Wichtige Punkte in Kurzform:
- Wiederkehrende Überschätzung der Investitionszuwächse in Haushaltsprognosen.
- Effektives Investitionswachstum deutlich niedriger als prognostiziert.
- Dominanz des Bausektors in der Investitionsstruktur.
- Investitionsquote unter dem EU-Durchschnitt; praktisch vorletzter Platz in der EU.
- Politische Planung bleibt anfällig wegen systematischer Prognosefehler.
Empfohlene Maßnahmen, die die Studie andeutet:
- Breitere Ausrichtung der Investitionspolitik auf Industrie, Forschung und Dienstleistungen.
- Realistischere und evidenzbasierte Haushaltsprognosen.
- Förderung langfristiger Projekte, die Produktivität und Exportfähigkeit stärken.
- Verbesserte Daten- und Bewertungsprozesse zur Überprüfung von Prognosen.
Tabelle: Prognosen vs. tatsächliche Investitionszuwächse (Beispieljahre)
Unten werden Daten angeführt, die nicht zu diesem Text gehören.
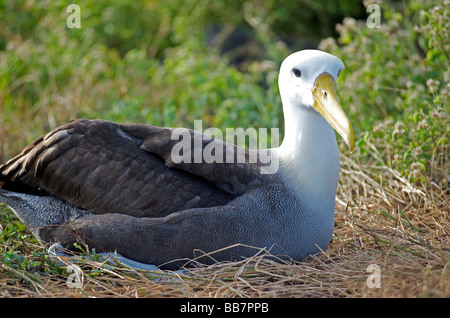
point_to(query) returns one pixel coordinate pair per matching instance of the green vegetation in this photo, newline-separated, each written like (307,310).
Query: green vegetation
(168,63)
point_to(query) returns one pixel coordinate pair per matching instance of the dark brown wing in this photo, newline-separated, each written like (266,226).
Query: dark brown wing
(104,167)
(234,170)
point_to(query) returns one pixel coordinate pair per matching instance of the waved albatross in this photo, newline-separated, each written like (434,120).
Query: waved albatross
(115,187)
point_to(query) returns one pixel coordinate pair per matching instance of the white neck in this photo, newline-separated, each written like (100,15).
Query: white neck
(309,156)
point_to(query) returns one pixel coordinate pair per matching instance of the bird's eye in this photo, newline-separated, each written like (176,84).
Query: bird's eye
(297,72)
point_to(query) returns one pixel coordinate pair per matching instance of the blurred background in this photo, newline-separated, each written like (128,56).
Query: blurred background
(170,62)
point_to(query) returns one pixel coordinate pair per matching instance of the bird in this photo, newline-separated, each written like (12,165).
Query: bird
(121,187)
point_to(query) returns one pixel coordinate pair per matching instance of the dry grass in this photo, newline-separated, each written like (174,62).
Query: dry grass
(381,219)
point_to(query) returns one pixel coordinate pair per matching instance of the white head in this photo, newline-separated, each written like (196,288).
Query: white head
(308,79)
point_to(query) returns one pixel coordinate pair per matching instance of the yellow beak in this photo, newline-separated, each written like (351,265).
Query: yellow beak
(326,102)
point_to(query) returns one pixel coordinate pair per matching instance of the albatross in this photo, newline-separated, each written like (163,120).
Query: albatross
(116,188)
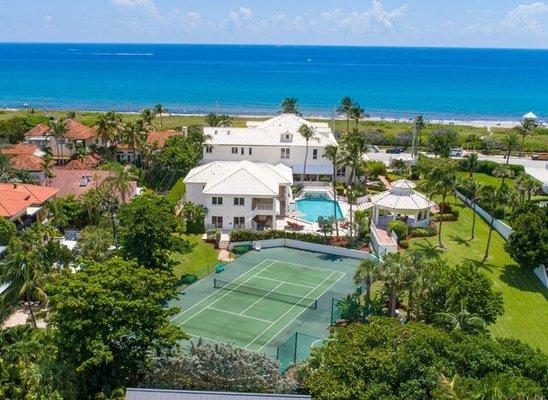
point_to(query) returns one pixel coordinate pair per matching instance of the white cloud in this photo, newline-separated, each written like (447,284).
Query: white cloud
(147,5)
(525,17)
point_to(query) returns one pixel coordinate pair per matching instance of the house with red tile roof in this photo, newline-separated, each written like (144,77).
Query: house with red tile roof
(23,203)
(62,148)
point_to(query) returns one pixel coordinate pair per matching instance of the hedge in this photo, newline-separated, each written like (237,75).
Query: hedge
(241,235)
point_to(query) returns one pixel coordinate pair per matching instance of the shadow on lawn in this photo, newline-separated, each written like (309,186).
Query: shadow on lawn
(522,279)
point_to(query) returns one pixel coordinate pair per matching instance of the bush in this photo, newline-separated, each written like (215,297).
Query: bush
(423,232)
(242,235)
(399,228)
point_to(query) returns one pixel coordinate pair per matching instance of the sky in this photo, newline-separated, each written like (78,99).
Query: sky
(454,23)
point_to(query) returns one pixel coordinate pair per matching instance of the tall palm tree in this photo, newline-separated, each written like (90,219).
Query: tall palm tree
(366,273)
(357,113)
(160,110)
(289,106)
(345,106)
(524,129)
(308,133)
(441,180)
(333,154)
(394,273)
(473,189)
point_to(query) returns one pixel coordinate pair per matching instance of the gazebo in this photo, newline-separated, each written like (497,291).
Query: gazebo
(402,202)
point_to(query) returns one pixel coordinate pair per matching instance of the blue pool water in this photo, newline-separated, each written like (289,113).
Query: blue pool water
(310,208)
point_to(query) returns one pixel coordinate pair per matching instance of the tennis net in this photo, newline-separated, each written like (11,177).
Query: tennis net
(255,291)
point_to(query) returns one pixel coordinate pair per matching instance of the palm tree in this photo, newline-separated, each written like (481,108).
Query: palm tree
(525,128)
(333,154)
(345,106)
(441,180)
(473,189)
(366,274)
(394,273)
(160,110)
(308,133)
(289,106)
(357,113)
(461,321)
(471,163)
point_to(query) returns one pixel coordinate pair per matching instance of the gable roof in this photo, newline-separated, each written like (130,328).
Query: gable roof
(240,178)
(16,197)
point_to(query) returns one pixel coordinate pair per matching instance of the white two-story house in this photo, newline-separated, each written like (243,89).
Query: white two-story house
(240,194)
(274,141)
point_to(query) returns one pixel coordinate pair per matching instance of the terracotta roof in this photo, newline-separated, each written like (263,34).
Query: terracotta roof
(27,162)
(15,198)
(91,161)
(20,149)
(38,130)
(159,137)
(78,131)
(79,181)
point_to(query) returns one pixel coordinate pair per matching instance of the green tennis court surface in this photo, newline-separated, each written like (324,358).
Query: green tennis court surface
(262,298)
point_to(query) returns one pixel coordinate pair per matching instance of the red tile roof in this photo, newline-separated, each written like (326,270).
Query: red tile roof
(27,162)
(20,149)
(38,130)
(159,138)
(15,198)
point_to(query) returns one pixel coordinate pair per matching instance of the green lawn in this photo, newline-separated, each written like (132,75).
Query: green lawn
(525,299)
(200,261)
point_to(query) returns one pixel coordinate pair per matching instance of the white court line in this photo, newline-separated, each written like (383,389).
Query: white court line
(240,315)
(291,308)
(297,316)
(289,283)
(247,308)
(215,292)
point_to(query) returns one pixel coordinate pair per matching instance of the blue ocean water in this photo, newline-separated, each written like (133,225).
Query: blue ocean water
(386,81)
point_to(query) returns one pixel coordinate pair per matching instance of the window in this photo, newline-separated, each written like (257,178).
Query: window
(239,222)
(217,222)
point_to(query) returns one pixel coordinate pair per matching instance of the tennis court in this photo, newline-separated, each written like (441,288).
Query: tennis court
(261,298)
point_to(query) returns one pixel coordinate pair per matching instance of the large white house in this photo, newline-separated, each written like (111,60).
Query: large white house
(274,141)
(240,194)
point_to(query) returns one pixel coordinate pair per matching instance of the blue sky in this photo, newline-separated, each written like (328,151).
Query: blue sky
(467,23)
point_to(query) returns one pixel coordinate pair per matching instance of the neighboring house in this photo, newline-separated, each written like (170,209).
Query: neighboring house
(77,182)
(161,394)
(155,139)
(274,141)
(63,148)
(23,203)
(240,194)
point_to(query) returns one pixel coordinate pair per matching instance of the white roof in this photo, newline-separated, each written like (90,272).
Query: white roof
(402,197)
(271,133)
(530,115)
(243,178)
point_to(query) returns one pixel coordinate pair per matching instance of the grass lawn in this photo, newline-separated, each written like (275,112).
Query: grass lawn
(200,261)
(525,299)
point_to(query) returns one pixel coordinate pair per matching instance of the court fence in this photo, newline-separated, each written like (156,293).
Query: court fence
(295,349)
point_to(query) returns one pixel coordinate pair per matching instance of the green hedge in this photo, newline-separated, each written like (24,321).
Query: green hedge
(240,235)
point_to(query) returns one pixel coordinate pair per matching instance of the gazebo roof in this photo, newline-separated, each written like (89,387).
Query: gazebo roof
(402,198)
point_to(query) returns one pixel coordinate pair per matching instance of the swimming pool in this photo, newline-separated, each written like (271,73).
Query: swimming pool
(310,208)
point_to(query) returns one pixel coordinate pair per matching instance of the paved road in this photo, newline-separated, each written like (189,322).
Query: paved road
(537,169)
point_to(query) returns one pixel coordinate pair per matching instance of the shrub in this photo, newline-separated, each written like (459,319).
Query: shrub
(399,228)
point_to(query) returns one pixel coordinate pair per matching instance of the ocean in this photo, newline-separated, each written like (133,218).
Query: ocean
(465,84)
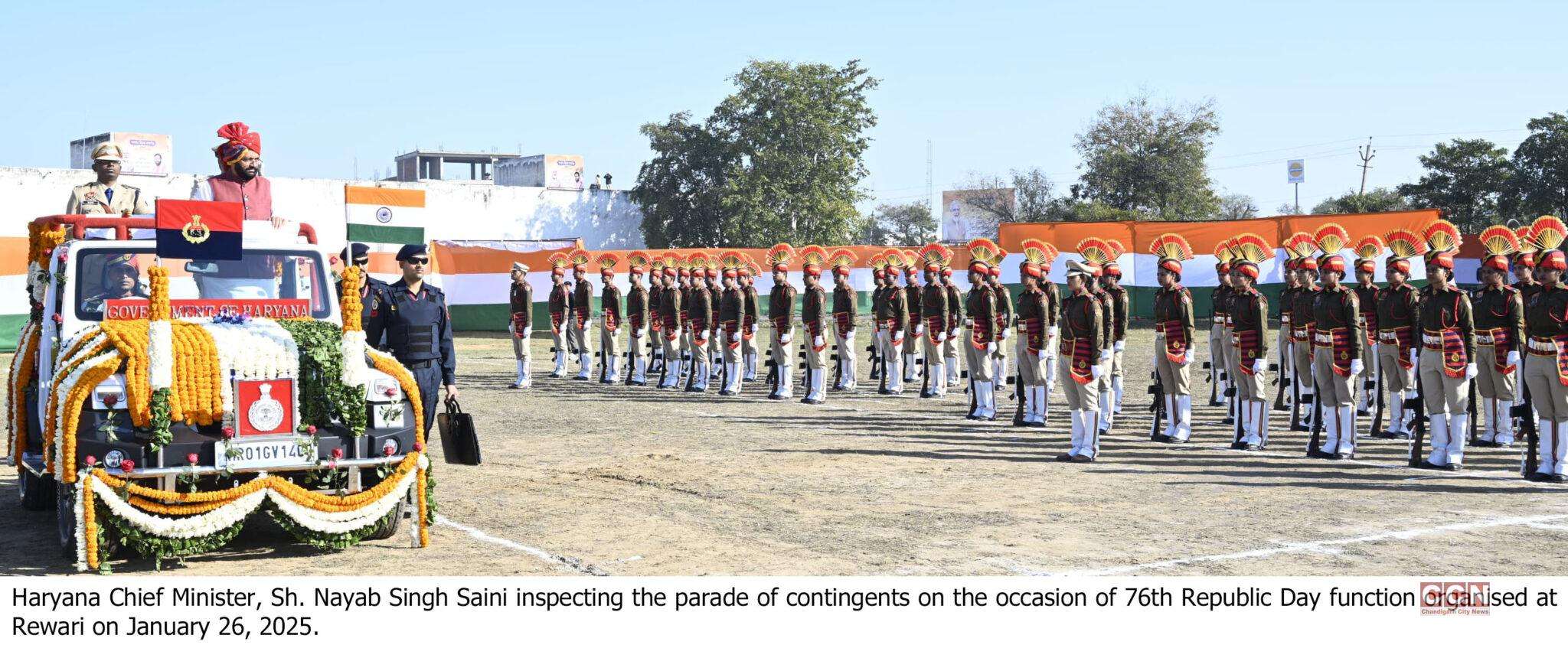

Jahr | Haushaltsprognose (ungefähr) | Tatsächliche Zunahme (ungefähr) |
|---|---|---|
2023 | 15,5 % | 6,6 % |
2024 | 15,1 % | 4,5 % |
Positive Prognosen zur Produktivität Griechenlands bis 2026
Das Zentrum für Wirtschaftsplanung und -forschung (KEPE) blickt bis 2026 recht optimistisch auf die Produktivität in Griechenland.
Für 2026 rechnet KEPE mit einem Anstieg des realen BIP pro Beschäftigten um rund 2,3 % gegenüber 2024.
Auch das BIP pro Arbeitsstunde soll um etwa 2,0 % wachsen.
- Die totale Faktorproduktivität (TFP) stieg 2024 um etwa 1,1 %.
- Kapitalproduktivität legte 2024 um ca. 1,5 % zu.
- Kapitalintensität spielte bei der Steigerung der Arbeitsproduktivität nur eine kleine Rolle.
Griechenlands Wirtschaft wuchs 2023 und 2024 schneller als der EU‑Durchschnitt.
Weniger Arbeitslosigkeit, mehr Menschen am Arbeitsmarkt und bessere Investitionen haben das Wachstum angekurbelt.
KEPE meint, dass für nachhaltige Produktivitätsgewinne mehr hochwertige Investitionen nötig sind—nicht bloß mehr Jobs.